Hengeler Mueller advises TUI on recapitalisation of Hapag Lloyd

18. December 2009

The shareholders of Hapag Lloyd AG have concluded an agreement on a comprehensive package of stabilisation measures for the container shipping line, which had been experiencing liquidity and revenue difficulties as a result of the global economic crisis.

The banks are providing a new EUR 1.2 billion credit facility secured through federal and state guarantees. In this context, the shareholders, the Hamburg-based “Albert Ballin” consortium and TUI, are providing EUR 923 million in new equity and hybrid capital funding as a means of strengthening Hapag Lloyd’s equity capital basis.

In addition to the initial support measure in July 2009, the EUR 315 million acquisition of Hapag-Lloyd’s stake in the Container Terminal Altenwerder (CTA) by TUI, the City of Hamburg and Signal Iduna, there will now be a EUR 285 million cash capital increase in two tranches undertaken by TUI and Albert Ballin. The shareholders will, moreover, convert loans that have already been granted into equity. Further loans granted by TUI will be restructured in order to take full account of the conditions set by the German government and of the interests of both Hapag-Lloyd and TUI.

Specifically, TUI will convert loans that have already been granted totalling EUR 700 million into hybrid capital. TUI can convert EUR 350 million of this amount into shareholder stakes as of 2011. TUI’s share in Hapag-Lloyd would amount to a maximum of 49.9 percent if the conversion rights were to be exercised. The Hamburg consortium has immediate call options for the new shares.

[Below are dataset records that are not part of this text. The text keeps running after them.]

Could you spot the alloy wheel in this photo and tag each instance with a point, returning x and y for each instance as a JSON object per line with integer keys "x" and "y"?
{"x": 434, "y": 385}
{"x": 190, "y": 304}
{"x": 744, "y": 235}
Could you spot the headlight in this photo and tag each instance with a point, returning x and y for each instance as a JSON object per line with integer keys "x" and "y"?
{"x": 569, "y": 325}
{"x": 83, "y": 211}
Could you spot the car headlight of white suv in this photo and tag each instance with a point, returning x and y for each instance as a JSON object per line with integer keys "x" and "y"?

In order to meet the requirements of the German government and banking syndicate, moreover, the 25.1 percent stake in CTA will be reincorporated into the Hapag Lloyd Group. In this respect, TUI will convert its EUR 215 million share in the purchase price of CTA into hybrid capital.

Hengeler Mueller provided comprehensive advice to TUI AG on the preparation and implementation of stabilisation and recapitalisation measures from July to December 2009. The Hengeler Mueller team was led by partner Hans-Jörg Ziegenhain (Corporate/M&A, Munich) and included partners Hendrik Haag (Financing/Hybrid Capital, Frankfurt), Daniel Wiegand (Corporate/M&A, Munich) and Daniel Kress (Restructuring, Frankfurt) as well as associates Daniel Halmer, Alexander Ego (both Munich) and Kolja Stehl (Frankfurt).